Microsoft patents AI device with fisheye camera and multiple microphones

Microsoft's latest patent showcases an ambient capture device which includes a fisheye camera and a microphone array. This system features much less complex design compared to similar tech today.

Microsoft has often highlighted the importance of AI in the recent past, even predicting its various applications to contribute $5 trillion to global GDP growth in the next few years. Many of the company's partnerships in the past couple of months have also been centered around the same field.

Now, a new Microsoft patent published this month has emerged, showcasing an AI system with a single fisheye camera and multiple microphones.

Fisheye cameras have special lenses that enable them to monitor a full 360 degree view. Although the technology isn't new by any means, Microsoft plans to combine it with ambient capture devices in a different manner. Such ambient capture systems typically have multiple cameras to expand their field of view. This requires complicated designs and also results in the need for additional hardware to fuse multiple audiovisual streams of data.

As such, Microsoft has proposed an upward-facing fisheye camera to be utilized with these devices, along with a microphone array. This would resolve the difficulties associated with capturing moving objects, or focusing on the movement of a single object among multiple targets. Plenty of techniques have been described regarding the hardware placement. For example, the majority of microphones may be placed in a circular or hexagonal pattern, with one other place at the center point in the same plane. Similarly, it is desirable for the fisheye camera to be located in close proximity to the microphone array, as well as to a floor or table surface, so as to capture data in an optimal manner.
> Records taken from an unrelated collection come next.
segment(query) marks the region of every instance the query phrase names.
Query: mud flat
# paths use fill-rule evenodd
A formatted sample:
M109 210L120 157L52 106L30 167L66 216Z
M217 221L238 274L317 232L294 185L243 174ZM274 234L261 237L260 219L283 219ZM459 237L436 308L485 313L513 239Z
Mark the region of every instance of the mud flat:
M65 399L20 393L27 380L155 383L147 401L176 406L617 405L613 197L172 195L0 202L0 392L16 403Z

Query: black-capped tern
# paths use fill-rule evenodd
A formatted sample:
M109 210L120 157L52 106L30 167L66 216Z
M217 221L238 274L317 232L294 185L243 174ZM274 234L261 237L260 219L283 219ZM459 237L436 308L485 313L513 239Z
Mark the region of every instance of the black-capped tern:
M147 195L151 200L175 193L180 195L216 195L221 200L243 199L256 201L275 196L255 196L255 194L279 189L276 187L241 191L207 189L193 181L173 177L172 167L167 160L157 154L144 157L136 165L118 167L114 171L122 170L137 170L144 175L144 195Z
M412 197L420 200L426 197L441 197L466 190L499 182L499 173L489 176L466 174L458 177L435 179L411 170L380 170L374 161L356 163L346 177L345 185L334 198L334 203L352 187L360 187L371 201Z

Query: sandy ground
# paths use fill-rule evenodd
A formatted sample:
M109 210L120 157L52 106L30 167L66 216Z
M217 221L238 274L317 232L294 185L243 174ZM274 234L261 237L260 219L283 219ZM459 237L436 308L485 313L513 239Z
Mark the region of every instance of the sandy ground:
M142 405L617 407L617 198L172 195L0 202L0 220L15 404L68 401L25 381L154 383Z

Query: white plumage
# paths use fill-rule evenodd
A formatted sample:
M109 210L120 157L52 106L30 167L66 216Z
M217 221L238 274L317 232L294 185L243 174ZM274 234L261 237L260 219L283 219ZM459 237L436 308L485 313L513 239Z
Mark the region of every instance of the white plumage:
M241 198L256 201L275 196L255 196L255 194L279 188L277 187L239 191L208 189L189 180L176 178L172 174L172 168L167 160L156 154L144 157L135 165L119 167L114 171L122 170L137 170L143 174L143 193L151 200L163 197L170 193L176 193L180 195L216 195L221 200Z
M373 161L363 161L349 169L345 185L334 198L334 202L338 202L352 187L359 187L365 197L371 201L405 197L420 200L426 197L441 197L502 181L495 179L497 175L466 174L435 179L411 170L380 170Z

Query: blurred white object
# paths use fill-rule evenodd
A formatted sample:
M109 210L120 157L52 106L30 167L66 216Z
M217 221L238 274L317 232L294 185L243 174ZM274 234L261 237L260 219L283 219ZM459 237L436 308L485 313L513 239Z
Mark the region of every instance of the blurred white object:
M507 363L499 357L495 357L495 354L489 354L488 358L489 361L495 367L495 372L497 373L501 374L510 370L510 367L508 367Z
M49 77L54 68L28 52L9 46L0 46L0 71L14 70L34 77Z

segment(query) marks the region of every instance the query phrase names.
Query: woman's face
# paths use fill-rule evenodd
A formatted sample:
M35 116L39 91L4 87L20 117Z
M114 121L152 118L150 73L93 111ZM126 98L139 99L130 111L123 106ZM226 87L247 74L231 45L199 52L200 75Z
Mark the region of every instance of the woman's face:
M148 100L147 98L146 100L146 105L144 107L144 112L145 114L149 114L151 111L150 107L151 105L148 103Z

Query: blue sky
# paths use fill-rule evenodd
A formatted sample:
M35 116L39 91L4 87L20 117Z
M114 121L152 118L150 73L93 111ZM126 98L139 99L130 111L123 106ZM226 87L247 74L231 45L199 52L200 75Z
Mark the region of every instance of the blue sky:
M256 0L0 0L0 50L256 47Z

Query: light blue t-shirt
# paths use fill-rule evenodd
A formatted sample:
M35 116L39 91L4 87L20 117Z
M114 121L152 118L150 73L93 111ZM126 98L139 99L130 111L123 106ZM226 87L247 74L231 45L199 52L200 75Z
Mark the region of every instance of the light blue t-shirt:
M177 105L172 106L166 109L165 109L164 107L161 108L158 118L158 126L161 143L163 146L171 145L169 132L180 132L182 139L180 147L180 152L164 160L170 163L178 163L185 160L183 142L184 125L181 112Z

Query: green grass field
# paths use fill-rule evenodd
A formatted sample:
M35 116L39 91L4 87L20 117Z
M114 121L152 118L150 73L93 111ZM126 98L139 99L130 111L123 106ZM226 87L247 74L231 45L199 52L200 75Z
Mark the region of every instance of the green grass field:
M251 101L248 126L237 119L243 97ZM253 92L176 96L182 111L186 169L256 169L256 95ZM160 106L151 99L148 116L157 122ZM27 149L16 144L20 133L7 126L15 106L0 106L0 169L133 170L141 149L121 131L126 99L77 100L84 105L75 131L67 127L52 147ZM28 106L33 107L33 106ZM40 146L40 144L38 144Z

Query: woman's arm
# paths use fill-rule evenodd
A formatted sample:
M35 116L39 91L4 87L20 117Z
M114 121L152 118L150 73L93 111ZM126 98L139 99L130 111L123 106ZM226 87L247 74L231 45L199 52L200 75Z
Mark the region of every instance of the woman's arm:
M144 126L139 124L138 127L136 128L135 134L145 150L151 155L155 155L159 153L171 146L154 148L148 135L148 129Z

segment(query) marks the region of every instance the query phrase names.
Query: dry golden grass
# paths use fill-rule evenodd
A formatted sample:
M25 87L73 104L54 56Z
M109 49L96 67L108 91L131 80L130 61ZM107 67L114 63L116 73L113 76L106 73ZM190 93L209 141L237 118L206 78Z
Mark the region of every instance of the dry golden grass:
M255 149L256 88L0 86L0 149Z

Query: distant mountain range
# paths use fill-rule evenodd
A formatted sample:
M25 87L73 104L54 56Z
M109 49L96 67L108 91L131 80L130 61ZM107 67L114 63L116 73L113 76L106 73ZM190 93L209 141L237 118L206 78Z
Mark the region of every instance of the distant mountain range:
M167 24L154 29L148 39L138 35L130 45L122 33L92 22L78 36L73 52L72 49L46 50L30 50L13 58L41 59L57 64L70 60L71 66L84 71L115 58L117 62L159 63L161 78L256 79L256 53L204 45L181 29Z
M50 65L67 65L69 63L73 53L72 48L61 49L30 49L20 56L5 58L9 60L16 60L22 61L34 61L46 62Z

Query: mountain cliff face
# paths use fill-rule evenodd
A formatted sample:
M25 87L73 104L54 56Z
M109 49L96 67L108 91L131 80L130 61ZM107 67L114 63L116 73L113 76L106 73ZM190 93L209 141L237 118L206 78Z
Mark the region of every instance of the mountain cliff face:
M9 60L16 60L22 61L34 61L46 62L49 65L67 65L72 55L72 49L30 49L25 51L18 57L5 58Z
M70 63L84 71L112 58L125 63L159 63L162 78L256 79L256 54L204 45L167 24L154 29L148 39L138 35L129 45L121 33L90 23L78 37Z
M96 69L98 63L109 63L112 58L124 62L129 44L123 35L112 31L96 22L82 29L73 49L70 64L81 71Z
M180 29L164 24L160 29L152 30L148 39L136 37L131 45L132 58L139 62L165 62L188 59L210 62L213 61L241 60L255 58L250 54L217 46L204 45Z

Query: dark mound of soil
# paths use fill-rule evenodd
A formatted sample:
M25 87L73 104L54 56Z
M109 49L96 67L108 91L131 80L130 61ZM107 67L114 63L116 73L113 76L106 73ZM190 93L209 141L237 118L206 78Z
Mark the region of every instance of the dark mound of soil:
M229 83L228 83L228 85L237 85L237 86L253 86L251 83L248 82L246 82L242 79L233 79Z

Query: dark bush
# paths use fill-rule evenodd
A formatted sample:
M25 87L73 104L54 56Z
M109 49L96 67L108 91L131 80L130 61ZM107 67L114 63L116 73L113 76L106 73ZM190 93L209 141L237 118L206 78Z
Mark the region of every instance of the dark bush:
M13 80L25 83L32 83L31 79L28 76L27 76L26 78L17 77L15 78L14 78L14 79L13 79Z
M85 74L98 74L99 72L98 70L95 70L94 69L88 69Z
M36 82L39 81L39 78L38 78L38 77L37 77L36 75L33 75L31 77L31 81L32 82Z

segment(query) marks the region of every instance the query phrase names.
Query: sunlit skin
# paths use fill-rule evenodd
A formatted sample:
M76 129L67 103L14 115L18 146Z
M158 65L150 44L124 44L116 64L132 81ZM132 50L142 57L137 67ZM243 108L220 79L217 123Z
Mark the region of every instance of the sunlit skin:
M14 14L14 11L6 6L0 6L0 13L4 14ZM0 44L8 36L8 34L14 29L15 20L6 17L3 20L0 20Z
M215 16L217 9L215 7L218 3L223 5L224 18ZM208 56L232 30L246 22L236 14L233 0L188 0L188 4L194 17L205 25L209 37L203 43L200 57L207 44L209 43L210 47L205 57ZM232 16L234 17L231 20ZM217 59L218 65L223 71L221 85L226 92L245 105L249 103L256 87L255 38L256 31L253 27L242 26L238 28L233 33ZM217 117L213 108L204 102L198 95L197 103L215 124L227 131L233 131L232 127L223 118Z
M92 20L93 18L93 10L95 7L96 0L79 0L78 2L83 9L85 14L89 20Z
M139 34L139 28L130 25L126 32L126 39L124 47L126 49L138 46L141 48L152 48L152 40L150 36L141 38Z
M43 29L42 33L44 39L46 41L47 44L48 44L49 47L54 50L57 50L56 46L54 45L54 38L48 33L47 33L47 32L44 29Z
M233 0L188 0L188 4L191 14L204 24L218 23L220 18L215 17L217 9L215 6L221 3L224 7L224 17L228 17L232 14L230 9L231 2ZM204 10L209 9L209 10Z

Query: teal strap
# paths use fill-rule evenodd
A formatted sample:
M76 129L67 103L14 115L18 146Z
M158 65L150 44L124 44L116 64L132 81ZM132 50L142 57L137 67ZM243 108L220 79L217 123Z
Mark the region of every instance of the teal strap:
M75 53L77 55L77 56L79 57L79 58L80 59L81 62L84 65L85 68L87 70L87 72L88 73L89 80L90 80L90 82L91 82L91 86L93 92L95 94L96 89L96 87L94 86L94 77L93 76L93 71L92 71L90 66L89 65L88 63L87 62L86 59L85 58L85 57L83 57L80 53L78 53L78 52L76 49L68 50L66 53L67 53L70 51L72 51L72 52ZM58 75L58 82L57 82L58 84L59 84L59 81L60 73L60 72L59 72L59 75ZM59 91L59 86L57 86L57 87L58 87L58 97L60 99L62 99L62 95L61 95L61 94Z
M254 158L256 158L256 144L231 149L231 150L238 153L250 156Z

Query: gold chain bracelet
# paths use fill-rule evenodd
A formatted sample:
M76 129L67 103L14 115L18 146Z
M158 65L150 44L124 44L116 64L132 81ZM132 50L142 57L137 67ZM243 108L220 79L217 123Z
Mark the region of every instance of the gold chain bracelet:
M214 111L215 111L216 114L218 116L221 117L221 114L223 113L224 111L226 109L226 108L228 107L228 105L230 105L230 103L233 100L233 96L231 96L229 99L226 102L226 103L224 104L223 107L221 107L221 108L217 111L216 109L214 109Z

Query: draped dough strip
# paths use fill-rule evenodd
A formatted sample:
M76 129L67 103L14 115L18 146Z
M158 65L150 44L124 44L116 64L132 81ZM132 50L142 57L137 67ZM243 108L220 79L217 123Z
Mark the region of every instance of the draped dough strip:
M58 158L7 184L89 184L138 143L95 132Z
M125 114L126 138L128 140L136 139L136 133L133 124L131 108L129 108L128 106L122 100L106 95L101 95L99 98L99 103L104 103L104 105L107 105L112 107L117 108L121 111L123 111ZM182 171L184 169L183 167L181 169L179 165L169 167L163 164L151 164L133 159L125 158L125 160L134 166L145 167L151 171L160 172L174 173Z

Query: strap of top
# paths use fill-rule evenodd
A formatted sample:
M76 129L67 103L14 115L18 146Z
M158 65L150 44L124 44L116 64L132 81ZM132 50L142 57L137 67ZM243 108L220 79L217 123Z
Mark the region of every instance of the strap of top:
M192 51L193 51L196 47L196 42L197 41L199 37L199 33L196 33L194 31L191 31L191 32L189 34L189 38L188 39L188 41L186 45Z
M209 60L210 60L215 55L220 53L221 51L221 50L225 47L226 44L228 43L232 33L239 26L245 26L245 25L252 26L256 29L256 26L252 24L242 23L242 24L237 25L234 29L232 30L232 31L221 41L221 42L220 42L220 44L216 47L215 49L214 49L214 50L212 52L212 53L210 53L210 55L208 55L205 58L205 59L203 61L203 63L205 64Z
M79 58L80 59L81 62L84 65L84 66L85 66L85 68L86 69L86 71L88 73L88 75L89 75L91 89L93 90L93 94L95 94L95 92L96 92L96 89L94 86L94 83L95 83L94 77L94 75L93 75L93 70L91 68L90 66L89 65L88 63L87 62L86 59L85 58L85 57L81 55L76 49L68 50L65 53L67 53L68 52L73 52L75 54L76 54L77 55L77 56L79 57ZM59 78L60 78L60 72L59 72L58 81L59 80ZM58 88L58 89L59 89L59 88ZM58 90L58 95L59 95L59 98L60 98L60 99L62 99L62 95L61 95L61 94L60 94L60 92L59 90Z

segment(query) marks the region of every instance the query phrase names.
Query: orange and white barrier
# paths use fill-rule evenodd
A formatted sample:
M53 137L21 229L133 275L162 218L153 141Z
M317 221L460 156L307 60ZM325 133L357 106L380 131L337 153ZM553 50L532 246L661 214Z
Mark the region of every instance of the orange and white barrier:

A fusion model may also work as part of this system, using deep learning algorithms to gain better intuition regarding the audio and visual data it gathers. As an example, a long term short memory (LSTM) recurrent neural network may be deployed. Through its inherent nature, this kind of network can store contextual and historical information, making any undertaken analysis much more useful for future use-cases as well.

*AI system with capture device and cloud server*

Based upon the described model, it is noted that the device's uses could could be further expanded, such as to recognizing speech from an identified human speaker. This essentially means that the tech may be incorporated with digital assistants like Cortana as well. Microsoft notes that the described setup can enable digital assistants to record richer information with regards to their environment, while simultaneously recognizing and acting upon the higher quality sound and video cues received from users with relative ease. The fisheye camera and microphone array would serve as in integral part of this application. Data collected from these could take advantage of aforementioned LSTM models to carry further analysis or fusion in an AI cloud server, after storing it in compressed form locally.

However, the system's deployment is not only limited to digital assistants. Any of the described techniques may well allow it to work with PCs, tablets, mobile phones, and more. Either way, as interesting as it sounds, there's no guarantee Microsoft plans to introduce such a device any time soon, if at all.